Around 400 of those leaders are in the nation’s capital for the  Sixth National Congress of Hispanic Ministry Raíces y Alas.

The leaders talked to their U.S. senators, either in person or virtually, urging them to address the root causes of migration from Central America and to create a pathway to citizenship for undocumented essential workers and DACA recipients.

They held these meetings either through Zoom from their conference hotel are they visited their senator’s office.

The leaders from the San Diego Diocese included Bishop Robert McElroy, Chancellor “Marioly” Galván and Rodrigo Valdivia, the Vice-Moderator of the Curia.

Galván met at the Capitol with a staff member of California Sen. Dianne Feinstein, who was not available because she was attending the funeral of former Secretary of State Madeleine Albright.

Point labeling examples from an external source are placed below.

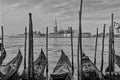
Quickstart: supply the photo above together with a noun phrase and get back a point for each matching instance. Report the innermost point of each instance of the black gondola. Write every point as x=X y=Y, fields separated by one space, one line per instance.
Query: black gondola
x=9 y=71
x=63 y=69
x=39 y=67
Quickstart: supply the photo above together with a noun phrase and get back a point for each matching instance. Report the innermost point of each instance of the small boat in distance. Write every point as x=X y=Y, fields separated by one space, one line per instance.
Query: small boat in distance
x=63 y=69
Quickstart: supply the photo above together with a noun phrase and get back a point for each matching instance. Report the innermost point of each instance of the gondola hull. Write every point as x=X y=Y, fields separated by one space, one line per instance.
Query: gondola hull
x=90 y=71
x=9 y=71
x=63 y=69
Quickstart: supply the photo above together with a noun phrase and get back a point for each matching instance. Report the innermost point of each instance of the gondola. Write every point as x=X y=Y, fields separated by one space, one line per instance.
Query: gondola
x=39 y=67
x=2 y=57
x=90 y=71
x=63 y=69
x=9 y=71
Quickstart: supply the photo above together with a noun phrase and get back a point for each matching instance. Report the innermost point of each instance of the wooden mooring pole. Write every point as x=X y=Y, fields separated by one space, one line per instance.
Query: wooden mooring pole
x=25 y=48
x=78 y=67
x=110 y=67
x=72 y=51
x=31 y=56
x=2 y=45
x=103 y=39
x=47 y=51
x=96 y=47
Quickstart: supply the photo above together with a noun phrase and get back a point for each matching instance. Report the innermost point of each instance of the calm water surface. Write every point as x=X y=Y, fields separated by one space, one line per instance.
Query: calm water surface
x=12 y=46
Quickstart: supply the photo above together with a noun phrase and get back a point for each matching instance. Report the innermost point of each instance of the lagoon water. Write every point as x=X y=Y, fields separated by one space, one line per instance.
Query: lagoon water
x=12 y=45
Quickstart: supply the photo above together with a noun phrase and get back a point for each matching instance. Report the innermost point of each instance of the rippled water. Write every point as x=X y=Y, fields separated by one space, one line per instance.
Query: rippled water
x=12 y=46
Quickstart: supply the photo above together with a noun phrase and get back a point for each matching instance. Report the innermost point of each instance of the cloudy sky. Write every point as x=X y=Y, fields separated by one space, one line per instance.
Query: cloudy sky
x=14 y=14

Valdivia and the other leaders from California met through Zoom with two staff members from the office of Sen. Alex Padilla, who also was not available.

At the meetings, the delegates shared personal stories and asked the senators to address with urgency the immigration issue.

In the afternoon, the leaders traveled to the Capitol by bus to participate in a press conference that raised awareness of the issue from a variety of perspectives. Two members of the House, a Democrat and Republican, stressed that it was possible to work in a bipartisan way to achieve meaningful reform.

Auxiliary Bishop Mario Dorsonville, from the Archdiocese of Washington, led off the speakers. He is chairman of the U.S. Conference of Catholic Bishops’ Committee on Migration.

“For decades, Catholics and others of good will in the United States have been advocating for a just and comprehensive immigration reform — a reform that recognizes the God-given dignity of every person in our nation, citizens and non-citizens alike,” he said.

“Our current immigration system is burdensome, expensive, inefficient, and far too often creates human suffering, forcing millions to live in the shadows. But Congress has the power, responsibility, and support to address these issues in a positive and bipartisan way.

“That’s why hundreds of men and women of faith from across our country have assembled in our nation’s capital today as participants in Raíces y Alas to encourage action.

“And while we might have come to the center of our nation’s political life, our work here today is not political, nor partisan. We come in prayer to ask members of Congress — Republicans and Democrats — to work together to create solutions we all long to see.

“We bring with us stories of hope, fear, loss and longing, but also a single, unified message: Immigration reform cannot wait any longer.”